Community struggles to cope with shooting
Published 7:53 am Thursday, January 25, 2018
Mother: School shooting took life of a ‘perfect sweet soul’
Associated Press
BENTON, Ky. — A tight-knit rural community reflected Wednesday on the hometown horror of a school shooting that killed two teenagers, injured 18 and sent hundreds of others fleeing for their lives from a place many considered immune from violence.
Police have not publicly identified the 15-year-old accused of opening fire Tuesday at Marshall County High School. Officers said he walked into the “commons” area where many students gather before classes begin and immediately began shooting. Witnesses said he fired a single shot, paused, and then emptied the handgun of ammunition before he tried to escape and was arrested. On Wednesday, authorities said he faces preliminary charges of murder and assault while police investigate what might have prompted the attack.

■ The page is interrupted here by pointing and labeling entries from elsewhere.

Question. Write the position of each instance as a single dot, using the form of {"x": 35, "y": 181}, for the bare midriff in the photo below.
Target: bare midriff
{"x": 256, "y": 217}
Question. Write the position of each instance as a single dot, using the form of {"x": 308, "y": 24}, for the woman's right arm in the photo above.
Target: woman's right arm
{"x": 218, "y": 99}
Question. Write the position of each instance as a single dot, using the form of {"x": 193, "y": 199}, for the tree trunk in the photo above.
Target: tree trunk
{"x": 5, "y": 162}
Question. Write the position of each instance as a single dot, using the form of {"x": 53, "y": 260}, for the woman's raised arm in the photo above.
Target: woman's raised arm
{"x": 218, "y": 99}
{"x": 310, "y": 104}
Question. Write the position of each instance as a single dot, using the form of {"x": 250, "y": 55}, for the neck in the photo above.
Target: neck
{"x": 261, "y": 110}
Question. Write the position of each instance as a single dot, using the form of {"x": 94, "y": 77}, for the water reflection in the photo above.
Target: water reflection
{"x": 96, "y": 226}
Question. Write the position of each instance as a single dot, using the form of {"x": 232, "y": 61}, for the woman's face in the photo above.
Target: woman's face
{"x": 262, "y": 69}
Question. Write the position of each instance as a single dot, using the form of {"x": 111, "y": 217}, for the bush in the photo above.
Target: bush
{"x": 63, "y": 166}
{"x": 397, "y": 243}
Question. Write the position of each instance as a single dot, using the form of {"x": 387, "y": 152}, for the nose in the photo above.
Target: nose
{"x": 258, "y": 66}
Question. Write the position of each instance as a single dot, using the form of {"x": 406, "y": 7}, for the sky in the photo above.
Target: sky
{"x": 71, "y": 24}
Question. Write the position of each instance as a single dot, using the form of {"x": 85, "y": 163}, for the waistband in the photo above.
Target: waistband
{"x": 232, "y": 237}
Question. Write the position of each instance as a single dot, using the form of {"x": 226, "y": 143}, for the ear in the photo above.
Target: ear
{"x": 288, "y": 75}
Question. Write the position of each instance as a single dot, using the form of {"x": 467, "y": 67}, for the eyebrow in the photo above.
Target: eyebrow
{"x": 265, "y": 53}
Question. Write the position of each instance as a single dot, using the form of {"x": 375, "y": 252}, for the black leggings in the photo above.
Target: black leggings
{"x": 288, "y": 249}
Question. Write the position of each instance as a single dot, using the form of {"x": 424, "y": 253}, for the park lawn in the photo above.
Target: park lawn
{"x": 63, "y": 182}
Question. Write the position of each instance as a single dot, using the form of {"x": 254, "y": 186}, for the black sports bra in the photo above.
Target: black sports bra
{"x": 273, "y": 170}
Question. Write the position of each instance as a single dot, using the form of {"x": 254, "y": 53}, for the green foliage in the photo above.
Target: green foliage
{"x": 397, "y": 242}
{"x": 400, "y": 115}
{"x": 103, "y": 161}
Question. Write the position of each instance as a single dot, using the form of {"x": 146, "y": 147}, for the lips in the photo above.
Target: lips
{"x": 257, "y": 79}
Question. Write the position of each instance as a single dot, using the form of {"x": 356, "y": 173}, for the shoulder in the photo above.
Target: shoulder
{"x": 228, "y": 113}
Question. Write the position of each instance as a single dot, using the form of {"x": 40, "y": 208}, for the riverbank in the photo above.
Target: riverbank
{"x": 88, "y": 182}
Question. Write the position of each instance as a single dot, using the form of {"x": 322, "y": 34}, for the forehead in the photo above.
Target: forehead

Throughout a community where practically everyone knows each other — Benton, the nearest town, has about 4,300 people — people were initially shocked, saying “We can’t believe this is happening to us,” Patrick Adamson, a church youth director, said Wednesday.
Dominico Caporali, whose 16-year-old daughter watched her classmate repeatedly pull the trigger, expressed a similar conviction.

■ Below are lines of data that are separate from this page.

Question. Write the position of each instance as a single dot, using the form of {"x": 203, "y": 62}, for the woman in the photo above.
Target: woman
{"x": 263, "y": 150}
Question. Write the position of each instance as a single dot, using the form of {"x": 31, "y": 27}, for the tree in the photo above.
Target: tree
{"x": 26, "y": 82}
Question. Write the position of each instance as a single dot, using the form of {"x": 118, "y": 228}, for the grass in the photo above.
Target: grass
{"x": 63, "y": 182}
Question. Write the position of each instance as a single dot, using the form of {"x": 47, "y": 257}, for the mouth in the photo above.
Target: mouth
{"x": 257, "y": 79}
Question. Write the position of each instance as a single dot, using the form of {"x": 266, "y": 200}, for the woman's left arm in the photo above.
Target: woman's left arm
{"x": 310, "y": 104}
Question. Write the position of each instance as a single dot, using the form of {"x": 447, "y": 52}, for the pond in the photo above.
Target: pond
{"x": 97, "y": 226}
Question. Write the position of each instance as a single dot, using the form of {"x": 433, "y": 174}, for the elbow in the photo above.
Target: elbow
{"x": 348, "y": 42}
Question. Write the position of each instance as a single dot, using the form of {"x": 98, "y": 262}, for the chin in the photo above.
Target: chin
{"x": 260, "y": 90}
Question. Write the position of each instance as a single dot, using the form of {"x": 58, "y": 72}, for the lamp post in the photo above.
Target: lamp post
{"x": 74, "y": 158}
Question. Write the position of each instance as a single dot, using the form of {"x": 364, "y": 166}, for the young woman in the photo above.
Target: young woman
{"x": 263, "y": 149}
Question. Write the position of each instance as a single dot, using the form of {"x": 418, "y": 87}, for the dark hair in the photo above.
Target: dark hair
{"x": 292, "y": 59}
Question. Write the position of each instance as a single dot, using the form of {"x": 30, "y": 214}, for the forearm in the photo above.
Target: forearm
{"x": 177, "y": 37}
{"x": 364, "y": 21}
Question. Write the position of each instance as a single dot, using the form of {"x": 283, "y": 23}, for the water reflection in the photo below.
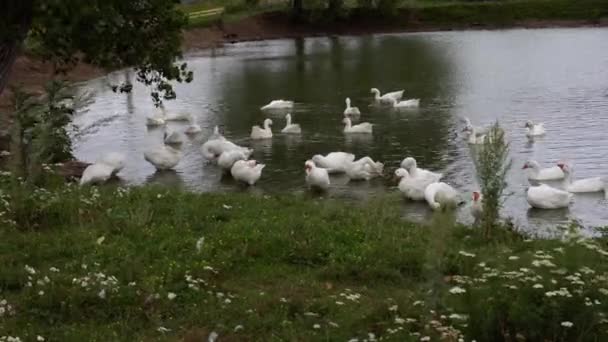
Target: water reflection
{"x": 504, "y": 75}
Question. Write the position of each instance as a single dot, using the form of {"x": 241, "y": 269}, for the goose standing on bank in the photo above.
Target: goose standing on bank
{"x": 334, "y": 162}
{"x": 247, "y": 171}
{"x": 262, "y": 133}
{"x": 411, "y": 166}
{"x": 594, "y": 184}
{"x": 412, "y": 188}
{"x": 546, "y": 197}
{"x": 386, "y": 98}
{"x": 278, "y": 104}
{"x": 536, "y": 173}
{"x": 351, "y": 111}
{"x": 441, "y": 195}
{"x": 289, "y": 127}
{"x": 364, "y": 127}
{"x": 316, "y": 177}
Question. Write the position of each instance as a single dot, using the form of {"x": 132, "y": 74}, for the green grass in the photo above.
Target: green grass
{"x": 282, "y": 267}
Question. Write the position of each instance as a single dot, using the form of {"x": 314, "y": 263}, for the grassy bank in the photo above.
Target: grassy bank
{"x": 113, "y": 264}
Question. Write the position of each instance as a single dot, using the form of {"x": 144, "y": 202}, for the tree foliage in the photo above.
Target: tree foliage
{"x": 144, "y": 34}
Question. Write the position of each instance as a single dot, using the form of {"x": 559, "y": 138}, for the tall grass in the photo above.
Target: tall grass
{"x": 492, "y": 163}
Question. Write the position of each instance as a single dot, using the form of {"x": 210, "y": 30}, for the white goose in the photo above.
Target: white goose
{"x": 534, "y": 130}
{"x": 262, "y": 133}
{"x": 412, "y": 188}
{"x": 316, "y": 177}
{"x": 411, "y": 166}
{"x": 477, "y": 206}
{"x": 172, "y": 137}
{"x": 546, "y": 197}
{"x": 289, "y": 127}
{"x": 228, "y": 158}
{"x": 386, "y": 98}
{"x": 536, "y": 173}
{"x": 163, "y": 157}
{"x": 350, "y": 110}
{"x": 410, "y": 103}
{"x": 441, "y": 195}
{"x": 364, "y": 127}
{"x": 247, "y": 171}
{"x": 364, "y": 169}
{"x": 278, "y": 104}
{"x": 334, "y": 162}
{"x": 193, "y": 128}
{"x": 594, "y": 184}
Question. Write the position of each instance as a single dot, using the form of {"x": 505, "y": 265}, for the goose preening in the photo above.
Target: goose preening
{"x": 546, "y": 197}
{"x": 350, "y": 110}
{"x": 262, "y": 133}
{"x": 289, "y": 127}
{"x": 334, "y": 162}
{"x": 278, "y": 104}
{"x": 364, "y": 127}
{"x": 477, "y": 206}
{"x": 316, "y": 177}
{"x": 227, "y": 159}
{"x": 534, "y": 130}
{"x": 364, "y": 169}
{"x": 411, "y": 166}
{"x": 441, "y": 195}
{"x": 536, "y": 173}
{"x": 594, "y": 184}
{"x": 163, "y": 157}
{"x": 386, "y": 98}
{"x": 193, "y": 128}
{"x": 106, "y": 166}
{"x": 410, "y": 103}
{"x": 172, "y": 137}
{"x": 247, "y": 171}
{"x": 412, "y": 188}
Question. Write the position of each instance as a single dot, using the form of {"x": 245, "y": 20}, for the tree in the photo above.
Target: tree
{"x": 111, "y": 34}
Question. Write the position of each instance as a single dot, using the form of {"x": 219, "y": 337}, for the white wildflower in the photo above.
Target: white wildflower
{"x": 199, "y": 244}
{"x": 457, "y": 290}
{"x": 29, "y": 269}
{"x": 467, "y": 254}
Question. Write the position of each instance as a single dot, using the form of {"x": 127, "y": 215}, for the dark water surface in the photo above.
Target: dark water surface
{"x": 556, "y": 76}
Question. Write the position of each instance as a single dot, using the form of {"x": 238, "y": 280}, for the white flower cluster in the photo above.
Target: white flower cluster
{"x": 6, "y": 309}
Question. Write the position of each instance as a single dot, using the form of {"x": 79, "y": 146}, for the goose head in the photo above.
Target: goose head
{"x": 309, "y": 165}
{"x": 267, "y": 123}
{"x": 476, "y": 196}
{"x": 531, "y": 164}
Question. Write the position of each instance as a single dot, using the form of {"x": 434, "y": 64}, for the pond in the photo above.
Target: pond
{"x": 555, "y": 76}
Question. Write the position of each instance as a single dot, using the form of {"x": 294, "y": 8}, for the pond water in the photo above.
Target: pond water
{"x": 555, "y": 76}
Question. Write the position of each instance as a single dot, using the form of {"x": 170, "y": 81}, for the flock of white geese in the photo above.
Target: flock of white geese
{"x": 415, "y": 183}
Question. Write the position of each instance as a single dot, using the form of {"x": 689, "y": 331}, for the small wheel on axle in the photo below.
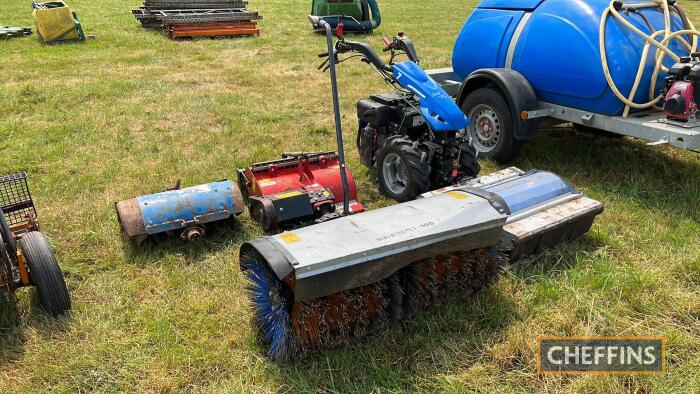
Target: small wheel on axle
{"x": 402, "y": 169}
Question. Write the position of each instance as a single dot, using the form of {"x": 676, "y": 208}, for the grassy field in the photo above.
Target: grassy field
{"x": 131, "y": 112}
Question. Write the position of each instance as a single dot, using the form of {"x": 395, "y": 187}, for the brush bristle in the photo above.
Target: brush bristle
{"x": 292, "y": 329}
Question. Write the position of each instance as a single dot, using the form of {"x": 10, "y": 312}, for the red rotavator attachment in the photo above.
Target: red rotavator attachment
{"x": 301, "y": 186}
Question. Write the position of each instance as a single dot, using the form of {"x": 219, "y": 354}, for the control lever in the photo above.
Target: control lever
{"x": 387, "y": 44}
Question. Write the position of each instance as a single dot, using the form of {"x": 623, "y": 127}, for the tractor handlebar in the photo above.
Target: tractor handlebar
{"x": 400, "y": 43}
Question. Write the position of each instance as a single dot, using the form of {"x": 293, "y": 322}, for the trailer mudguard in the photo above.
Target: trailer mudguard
{"x": 437, "y": 107}
{"x": 515, "y": 88}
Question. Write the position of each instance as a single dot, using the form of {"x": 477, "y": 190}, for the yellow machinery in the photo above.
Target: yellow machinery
{"x": 55, "y": 22}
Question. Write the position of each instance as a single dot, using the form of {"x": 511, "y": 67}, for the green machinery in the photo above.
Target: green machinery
{"x": 55, "y": 22}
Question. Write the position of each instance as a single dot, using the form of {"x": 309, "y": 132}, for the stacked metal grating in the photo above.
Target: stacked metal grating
{"x": 199, "y": 18}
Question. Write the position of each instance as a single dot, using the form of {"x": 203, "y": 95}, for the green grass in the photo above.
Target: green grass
{"x": 131, "y": 112}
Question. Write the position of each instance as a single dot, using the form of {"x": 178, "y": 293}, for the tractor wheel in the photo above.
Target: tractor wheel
{"x": 45, "y": 273}
{"x": 491, "y": 125}
{"x": 468, "y": 161}
{"x": 402, "y": 169}
{"x": 7, "y": 236}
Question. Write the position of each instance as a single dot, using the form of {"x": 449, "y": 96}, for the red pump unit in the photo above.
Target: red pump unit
{"x": 300, "y": 187}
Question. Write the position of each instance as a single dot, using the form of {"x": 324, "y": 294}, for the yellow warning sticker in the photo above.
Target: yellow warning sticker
{"x": 287, "y": 195}
{"x": 458, "y": 195}
{"x": 290, "y": 237}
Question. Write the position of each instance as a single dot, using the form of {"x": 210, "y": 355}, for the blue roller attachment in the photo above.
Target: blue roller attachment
{"x": 183, "y": 209}
{"x": 532, "y": 189}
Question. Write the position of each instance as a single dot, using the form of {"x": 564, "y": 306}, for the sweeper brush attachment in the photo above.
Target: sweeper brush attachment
{"x": 291, "y": 329}
{"x": 323, "y": 285}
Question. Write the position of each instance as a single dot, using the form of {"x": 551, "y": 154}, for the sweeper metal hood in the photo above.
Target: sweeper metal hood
{"x": 358, "y": 250}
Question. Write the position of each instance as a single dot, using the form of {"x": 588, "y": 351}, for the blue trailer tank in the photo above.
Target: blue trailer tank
{"x": 554, "y": 44}
{"x": 184, "y": 210}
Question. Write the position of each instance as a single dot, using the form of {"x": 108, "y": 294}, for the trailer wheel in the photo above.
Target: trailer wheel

“This community doesn’t have violence that most communities do. All these kids know each other, they hang out with each other,” he told The Associated Press.

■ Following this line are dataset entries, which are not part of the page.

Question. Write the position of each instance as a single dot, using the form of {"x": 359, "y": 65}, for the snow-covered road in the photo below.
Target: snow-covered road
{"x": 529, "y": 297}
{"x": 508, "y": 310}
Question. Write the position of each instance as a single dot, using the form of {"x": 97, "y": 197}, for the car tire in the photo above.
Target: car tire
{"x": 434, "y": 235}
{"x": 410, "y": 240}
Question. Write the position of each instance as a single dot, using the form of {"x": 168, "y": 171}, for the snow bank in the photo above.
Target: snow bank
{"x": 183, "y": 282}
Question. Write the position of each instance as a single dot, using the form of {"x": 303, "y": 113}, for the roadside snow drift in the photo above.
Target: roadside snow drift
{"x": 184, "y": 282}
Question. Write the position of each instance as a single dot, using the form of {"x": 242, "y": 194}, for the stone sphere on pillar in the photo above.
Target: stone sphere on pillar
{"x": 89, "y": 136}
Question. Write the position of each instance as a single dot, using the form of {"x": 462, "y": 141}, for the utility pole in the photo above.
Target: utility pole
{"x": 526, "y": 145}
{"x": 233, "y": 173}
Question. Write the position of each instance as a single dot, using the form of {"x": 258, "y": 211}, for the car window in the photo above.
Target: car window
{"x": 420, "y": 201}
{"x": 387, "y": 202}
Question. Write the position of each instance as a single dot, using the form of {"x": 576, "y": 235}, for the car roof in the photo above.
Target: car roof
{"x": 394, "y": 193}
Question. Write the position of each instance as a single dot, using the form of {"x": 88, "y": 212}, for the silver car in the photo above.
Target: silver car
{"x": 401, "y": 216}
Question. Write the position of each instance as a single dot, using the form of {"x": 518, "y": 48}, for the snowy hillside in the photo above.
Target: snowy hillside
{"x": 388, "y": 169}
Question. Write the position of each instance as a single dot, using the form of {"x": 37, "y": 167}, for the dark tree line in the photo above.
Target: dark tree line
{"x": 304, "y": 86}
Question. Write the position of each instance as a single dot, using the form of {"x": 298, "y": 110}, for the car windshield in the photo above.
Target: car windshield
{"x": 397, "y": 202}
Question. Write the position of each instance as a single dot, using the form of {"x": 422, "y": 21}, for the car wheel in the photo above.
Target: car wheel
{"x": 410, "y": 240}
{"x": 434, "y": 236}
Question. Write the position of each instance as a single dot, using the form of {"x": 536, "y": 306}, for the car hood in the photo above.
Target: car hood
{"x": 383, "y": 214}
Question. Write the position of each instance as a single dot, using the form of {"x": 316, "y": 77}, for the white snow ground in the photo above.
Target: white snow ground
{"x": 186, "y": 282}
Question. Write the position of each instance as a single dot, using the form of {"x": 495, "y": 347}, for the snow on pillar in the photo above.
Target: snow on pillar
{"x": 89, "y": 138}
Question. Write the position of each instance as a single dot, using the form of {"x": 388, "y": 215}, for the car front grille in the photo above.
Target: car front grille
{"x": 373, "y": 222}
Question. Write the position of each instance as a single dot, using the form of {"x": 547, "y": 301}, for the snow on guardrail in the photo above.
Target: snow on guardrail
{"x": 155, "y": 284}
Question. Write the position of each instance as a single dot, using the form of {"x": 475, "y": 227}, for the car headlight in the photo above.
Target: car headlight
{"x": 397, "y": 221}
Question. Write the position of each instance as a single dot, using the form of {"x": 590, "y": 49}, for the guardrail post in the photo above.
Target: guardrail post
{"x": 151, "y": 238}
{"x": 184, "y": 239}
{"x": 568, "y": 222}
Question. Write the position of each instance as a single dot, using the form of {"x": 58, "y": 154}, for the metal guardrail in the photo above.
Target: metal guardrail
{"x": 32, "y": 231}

His daughter Alexandria seconded that, saying “most people are nice to each other here … It’s not a bad place. Not a lot of bullying goes on.”
But no community is immune to society’s ills — not even Marshall County, where over a four-year stretch ending with the 2016-17 school year, the high school had 317 reports of bullying and other harassment, one first-degree assault, and nine other assaults or acts of violence, according to the Kentucky Department of Education.
The school also had 7 arrests involving 22 charges, 285 incidents involving drugs and 30 reports involving alcohol.
Kentucky’s database shows that among all 1,253 public schools grades K-12 in the state, there were 72,599 acts of harassment during the same period — an average of 58 per school.
Now, as disbelief gives way to grief, Adamson said people are already asking “What are we going to do about it? How are we going to come together?”
Many are leaning on their faith to cope, he said. His Baptist church was gathering Wednesday to share prayers and help teens talk about the shootings. In nearby counties, students gathered in prayer circles before classes began Wednesday. President Donald Trump sent his “thoughts and prayers” in a tweet more than 24 hours after the shootings, and shared his condolences with Gov. Matt Bevin on Wednesday in a phone call.
“Yesterday was one of those days where as a governor you lose three years of your life in a day. I can’t even imagine the price it has cost these families,” Bevin said.